|
A company to watch
A Star editorial April 16, 2000
The key to winning in chess is to have your pieces correctly positioned when the decisive moment comes. That also is the strategy being employed by more and more of Indiana's regulated utility companies.
They are trying to place themselves in positions to best take advantage of the dramatic changes coming with the deregulation of utility services, from telephone and cable television to electricity and natural gas.
That is what's behind the just-completed merger of the Indiana Gas Co. with the Evansville-based Southern Indiana Gas and Electric Co., commonly known as SIGECO. The new company, known as Vectren Corp., bears watching. It plans to do a lot more than pump gas.
The merger combines the gas company's central Indiana service area with SIGECO's territory in the southwest corner of the state, giving it access to 660,000 Hoosier customers or about one-third of Indiana.

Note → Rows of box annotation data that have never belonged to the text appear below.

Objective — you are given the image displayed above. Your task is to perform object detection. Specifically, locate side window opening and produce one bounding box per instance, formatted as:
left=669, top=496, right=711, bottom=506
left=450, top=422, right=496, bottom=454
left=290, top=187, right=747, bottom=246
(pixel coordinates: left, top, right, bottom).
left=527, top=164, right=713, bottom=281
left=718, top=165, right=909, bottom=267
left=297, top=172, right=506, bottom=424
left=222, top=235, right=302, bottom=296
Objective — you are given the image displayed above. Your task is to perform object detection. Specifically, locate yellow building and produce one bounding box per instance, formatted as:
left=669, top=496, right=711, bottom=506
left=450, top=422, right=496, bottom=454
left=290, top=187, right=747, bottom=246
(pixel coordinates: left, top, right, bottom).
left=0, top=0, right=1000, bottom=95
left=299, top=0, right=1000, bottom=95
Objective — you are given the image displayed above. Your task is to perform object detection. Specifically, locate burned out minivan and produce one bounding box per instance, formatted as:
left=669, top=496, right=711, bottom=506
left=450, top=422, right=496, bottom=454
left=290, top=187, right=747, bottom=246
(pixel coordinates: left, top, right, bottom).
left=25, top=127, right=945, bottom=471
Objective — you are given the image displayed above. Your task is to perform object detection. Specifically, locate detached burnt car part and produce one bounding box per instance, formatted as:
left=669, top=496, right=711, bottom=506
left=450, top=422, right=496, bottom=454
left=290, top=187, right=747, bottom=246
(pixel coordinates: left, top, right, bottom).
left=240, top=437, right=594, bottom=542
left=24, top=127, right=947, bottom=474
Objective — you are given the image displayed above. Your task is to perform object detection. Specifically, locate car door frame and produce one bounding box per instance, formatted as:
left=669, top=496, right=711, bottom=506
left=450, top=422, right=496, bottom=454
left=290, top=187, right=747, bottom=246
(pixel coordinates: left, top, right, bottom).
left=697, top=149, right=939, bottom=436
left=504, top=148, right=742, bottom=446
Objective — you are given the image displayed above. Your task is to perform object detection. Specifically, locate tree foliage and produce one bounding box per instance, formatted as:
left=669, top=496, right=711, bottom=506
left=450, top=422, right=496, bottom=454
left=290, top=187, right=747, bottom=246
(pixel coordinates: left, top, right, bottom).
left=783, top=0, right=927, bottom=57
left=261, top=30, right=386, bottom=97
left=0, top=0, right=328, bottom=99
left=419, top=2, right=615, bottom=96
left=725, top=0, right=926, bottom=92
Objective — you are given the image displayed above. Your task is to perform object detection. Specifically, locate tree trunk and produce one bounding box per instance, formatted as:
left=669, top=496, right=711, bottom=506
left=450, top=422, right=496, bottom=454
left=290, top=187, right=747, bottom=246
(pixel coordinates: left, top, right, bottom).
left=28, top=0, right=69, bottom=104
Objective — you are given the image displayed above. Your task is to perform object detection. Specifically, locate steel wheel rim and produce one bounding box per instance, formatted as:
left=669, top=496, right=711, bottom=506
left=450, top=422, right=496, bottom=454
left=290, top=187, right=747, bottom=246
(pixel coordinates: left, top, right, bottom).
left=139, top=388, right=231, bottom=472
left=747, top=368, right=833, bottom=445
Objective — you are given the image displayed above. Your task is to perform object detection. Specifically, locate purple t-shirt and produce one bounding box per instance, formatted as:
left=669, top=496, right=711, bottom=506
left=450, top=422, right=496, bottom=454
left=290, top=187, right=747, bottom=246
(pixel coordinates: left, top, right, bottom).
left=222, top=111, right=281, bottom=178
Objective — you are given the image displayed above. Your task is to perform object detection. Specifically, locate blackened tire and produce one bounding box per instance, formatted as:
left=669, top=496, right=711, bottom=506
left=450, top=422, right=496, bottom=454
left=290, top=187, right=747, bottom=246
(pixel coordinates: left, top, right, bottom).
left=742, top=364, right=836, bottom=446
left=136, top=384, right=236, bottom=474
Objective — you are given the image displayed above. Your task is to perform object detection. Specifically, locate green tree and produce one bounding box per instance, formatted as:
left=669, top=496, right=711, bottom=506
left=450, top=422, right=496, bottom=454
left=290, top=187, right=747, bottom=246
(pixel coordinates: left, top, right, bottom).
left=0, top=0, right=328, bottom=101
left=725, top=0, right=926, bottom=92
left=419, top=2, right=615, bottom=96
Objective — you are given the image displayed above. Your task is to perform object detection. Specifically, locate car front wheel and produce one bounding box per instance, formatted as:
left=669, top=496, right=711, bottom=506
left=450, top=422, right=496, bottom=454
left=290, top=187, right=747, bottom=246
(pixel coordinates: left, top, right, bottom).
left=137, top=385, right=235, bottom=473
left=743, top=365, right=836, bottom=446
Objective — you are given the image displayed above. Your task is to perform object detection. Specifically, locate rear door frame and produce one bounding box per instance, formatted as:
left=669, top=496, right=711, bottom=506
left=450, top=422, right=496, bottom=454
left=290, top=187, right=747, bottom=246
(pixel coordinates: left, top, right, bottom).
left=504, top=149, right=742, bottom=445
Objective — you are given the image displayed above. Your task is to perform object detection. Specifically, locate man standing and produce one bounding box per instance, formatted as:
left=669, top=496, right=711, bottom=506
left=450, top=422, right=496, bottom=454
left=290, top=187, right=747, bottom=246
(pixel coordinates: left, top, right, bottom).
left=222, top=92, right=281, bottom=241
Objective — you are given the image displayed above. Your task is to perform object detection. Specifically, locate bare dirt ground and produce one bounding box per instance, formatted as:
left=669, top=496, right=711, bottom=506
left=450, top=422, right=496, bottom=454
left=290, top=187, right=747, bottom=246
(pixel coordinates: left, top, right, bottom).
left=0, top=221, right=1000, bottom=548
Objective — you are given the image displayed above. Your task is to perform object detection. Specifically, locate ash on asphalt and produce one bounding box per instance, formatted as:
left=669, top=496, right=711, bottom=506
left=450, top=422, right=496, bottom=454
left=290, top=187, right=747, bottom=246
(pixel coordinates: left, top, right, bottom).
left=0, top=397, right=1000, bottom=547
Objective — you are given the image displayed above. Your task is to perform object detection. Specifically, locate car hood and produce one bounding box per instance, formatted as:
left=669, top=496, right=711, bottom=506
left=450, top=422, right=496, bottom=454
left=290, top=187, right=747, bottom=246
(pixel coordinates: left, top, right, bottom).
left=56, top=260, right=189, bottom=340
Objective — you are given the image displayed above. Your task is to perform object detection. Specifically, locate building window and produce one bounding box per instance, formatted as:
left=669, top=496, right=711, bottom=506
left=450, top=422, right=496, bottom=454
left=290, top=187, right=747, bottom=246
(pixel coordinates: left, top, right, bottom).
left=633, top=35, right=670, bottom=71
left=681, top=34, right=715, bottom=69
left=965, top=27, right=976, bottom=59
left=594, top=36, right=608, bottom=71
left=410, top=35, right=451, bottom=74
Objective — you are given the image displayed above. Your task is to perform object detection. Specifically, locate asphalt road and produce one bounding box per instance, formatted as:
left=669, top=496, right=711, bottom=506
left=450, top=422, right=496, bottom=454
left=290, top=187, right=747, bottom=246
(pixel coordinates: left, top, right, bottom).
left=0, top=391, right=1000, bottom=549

Niel Ellerbrook, who headed Indiana Gas, is chairman and chief executive officer of Vectren, and Andrew Goebel, CEO of SIGECO, will be president and chief operating officer.
SIGECO not only provides electricity and gas to customers in its service area, but it is also nearing completion on an $80 million digital fiber optic network in Evansville. This new system is able to serve 80,000 customers with bundled digital services, including local and long-distance telephone, truly high-speed Internet and up to 250 channels of cable television, all through one wire. And it comes at a combined price significantly discounted over buying the services separately.
Over 10,000 subscribers have already been hooked up and 2,000 more are added each month. Even families without a home computer are signing up to get the cable TV and telephone service.
The significance of this is that Vectren is proving it can provide viable competition and choice for cable and phone service as well as gas and electricity. This may be the wave of the future for all of Indiana's major investor-owned utilities.
Even a cursory reading of the tea leaves suggests Vectren will be looking to expand these services into the much larger Indianapolis area at some point.
At least three other companies -- Ameritech, Comcast and Digital Access -- are in the beginning stages of providing packages of bundled digital services in the Indianapolis market. So the race to serve Indianapolis could become very competitive, indeed.
Just as the Internet is converging with traditional telephone and cable television services, so too will the energy market converge in the future. Natural gas could well become the fuel of the future for decentralized electricity production. With Vectren having control of the gas pipelines in one-third of the state, it will be a major player no matter what direction this market takes.
No one knows where all this is going in the long term. Some companies joining this fray may succeed spectacularly, while others will fail. It's clear that Hoosiers stand to benefit from the increased choice and competition.